Съемка быстро прервалась. Донни Вермиллион, известнейший диктор новостей UNN, появился в студии за секунду до того, как зерглинги заполонили весь обзор камеры. Он был бледен как мел и не мог скрыть дрожи при виде ужасной смерти, которая ждала его коллегу.
— Он…?
— Да, — спокойно ответил Вирджил, предупреждая очевидный вопрос. — Ты звонишь папе?
— Д-да, — ответила она, уходя с кухни.
Вирджил сделал глоток кофе; перед глазами стояла плотная толпа зерглингов, прорывающихся в переулок. Зрелище напомнило ему те окопы — тогда, давно. Вирджил медленно и с усилием выдохнул, выжимая из себя весь воздух без остатка, и закрыл глаза. Да, идет война.
Зерглинги добрались до Олби в каньонах Длинных Теней на Астерии, во время одного из ее прославленных шафрановых закатов.

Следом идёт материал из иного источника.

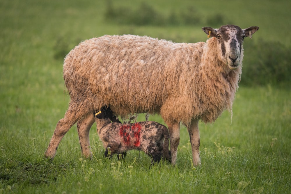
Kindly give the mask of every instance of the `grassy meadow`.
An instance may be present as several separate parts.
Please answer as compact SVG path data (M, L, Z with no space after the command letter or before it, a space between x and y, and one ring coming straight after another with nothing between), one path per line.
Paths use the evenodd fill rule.
M291 2L193 2L0 1L0 193L289 193ZM43 159L70 100L63 59L80 41L128 33L205 41L201 27L228 23L260 29L244 43L232 117L226 111L199 124L200 166L192 165L183 125L173 166L151 167L136 151L104 158L95 124L92 160L82 157L75 125L53 161Z

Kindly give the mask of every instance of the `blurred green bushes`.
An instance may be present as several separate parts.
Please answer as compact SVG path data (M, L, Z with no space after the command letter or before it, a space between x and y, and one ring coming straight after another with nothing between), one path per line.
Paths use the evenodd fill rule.
M186 10L172 10L166 15L146 2L137 8L115 7L111 0L107 1L105 19L118 24L132 25L220 26L232 24L223 15L217 14L205 18L193 6ZM181 40L175 40L179 42ZM243 73L240 84L249 86L288 85L291 82L291 48L279 42L258 41L244 44Z
M291 83L291 48L262 38L244 45L241 84L288 86Z
M104 16L107 21L118 24L169 26L202 24L205 20L203 15L193 6L185 10L172 10L167 15L157 11L145 2L141 3L136 8L125 6L116 8L109 0L106 1ZM208 16L206 20L210 24L229 23L226 22L225 17L219 14Z

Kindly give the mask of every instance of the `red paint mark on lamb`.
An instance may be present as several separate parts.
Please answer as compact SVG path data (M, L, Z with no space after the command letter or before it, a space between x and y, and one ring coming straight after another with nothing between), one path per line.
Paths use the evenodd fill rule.
M125 125L121 126L119 130L119 134L123 137L124 142L127 146L129 145L130 144L130 137L129 136L129 134L126 131L127 129L129 129L129 125Z

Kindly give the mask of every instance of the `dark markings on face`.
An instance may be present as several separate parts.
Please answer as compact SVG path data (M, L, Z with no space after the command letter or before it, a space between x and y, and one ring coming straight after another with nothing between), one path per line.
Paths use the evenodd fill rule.
M219 39L221 45L221 49L222 54L225 56L226 52L225 42L228 42L231 38L229 34L229 31L236 31L236 37L233 38L230 43L230 48L232 50L235 50L236 47L237 42L239 44L239 51L241 52L242 45L243 40L244 34L242 29L238 26L233 25L227 25L222 26L218 31L217 34L221 36L221 38Z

Олби был ресоцем, большим и туповатым, с блаженной ухмылкой, которая появлялась только у тех, кому промыли мозги и заменили воспоминания. Но это не волновало ни Вирджила, ни Берча, ни Дейва, ни остальных бойцов роты Ро. Для ресоца он был неплохим парнем — отличным солдатом и везунчиком настолько, насколько это вообще возможно. Как и большинство ресоцев, он всегда сражался в первых рядах, грудью встречая первую волну атакующих зергов. Он видел и пережил за четыре года службы — сперва в войсках Конфедерации, затем Доминиона — куда больше, чем большинство солдат за всю жизнь… и каким-то чудом всегда уходил с передовой живым, с измазанным слизью скафандром и глупой ухмылкой на лице.

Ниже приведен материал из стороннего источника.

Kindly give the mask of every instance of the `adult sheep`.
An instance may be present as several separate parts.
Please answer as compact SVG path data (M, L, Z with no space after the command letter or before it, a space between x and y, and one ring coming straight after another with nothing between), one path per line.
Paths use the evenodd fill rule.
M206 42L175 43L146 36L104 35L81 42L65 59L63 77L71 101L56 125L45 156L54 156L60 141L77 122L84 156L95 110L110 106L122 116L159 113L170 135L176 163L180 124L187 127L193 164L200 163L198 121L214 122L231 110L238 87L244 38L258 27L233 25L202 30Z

Между боями Олби рассказывал, как вырос в деревне на Альционе, на главном континенте. Он вспоминал прекрасные зеленые холмы, покрытые высокой травой, бесконечно тянувшиеся под синим небом с пушистыми облачками. Он рассказывал о выводке щенков, которые вечно бегали за ним по пятам, виляя хвостом. О том, как в жаркий полдень они прятались в тени баньяна, а щенки лизали ему лицо теплыми и мокрыми шершавыми языками. Это было идеальное детство, и он по нему скучал. За него Олби и сражался, чтобы другие могли наслаждаться такими минутами, чтобы человечество пережило зергов, протоссов и всех, кто встанет у него на пути.
Разумеется, это были ложные воспоминания, которые ему вживили в ресоц-камере на Норрисе VI. Это знали все бойцы роты Ро — они слышали точно такие же истории от других ресоцев. Но никто ни разу не сказал дурного слова о добром верзиле и его призрачном прошлом. Однажды в увольнении на Бахусе в баре «Кошечка» один из рядовых роты Альфа, который явно злоупотребил умоджийской дурью, попытался втолковать Олби, что воспоминания эти фальшивые. Он быстро познакомился с кулаком Вирджила, и дело кончилось всеобщей потасовкой. Олби имел право на эти воспоминания, настоящие или нет; только они и защищали здоровяка от ужасов, с которыми он ежедневно сталкивался на поле боя. Вирджил никому не дал бы осквернить их.
Как-то на улицах Нефора II Кейн и Олби повстречали женщину, которая при виде здоровяка-ресоца начала вопить, тыча в него пальцем:
— Мясник! Боже мой, это же Мясник из Прайдуотера! Но почему здесь?! Хватайте его! Кто-нибудь, хватайте его!
Ее тут же увела местная полиция. Ни Кейн, ни Олби не знали, в чем было дело.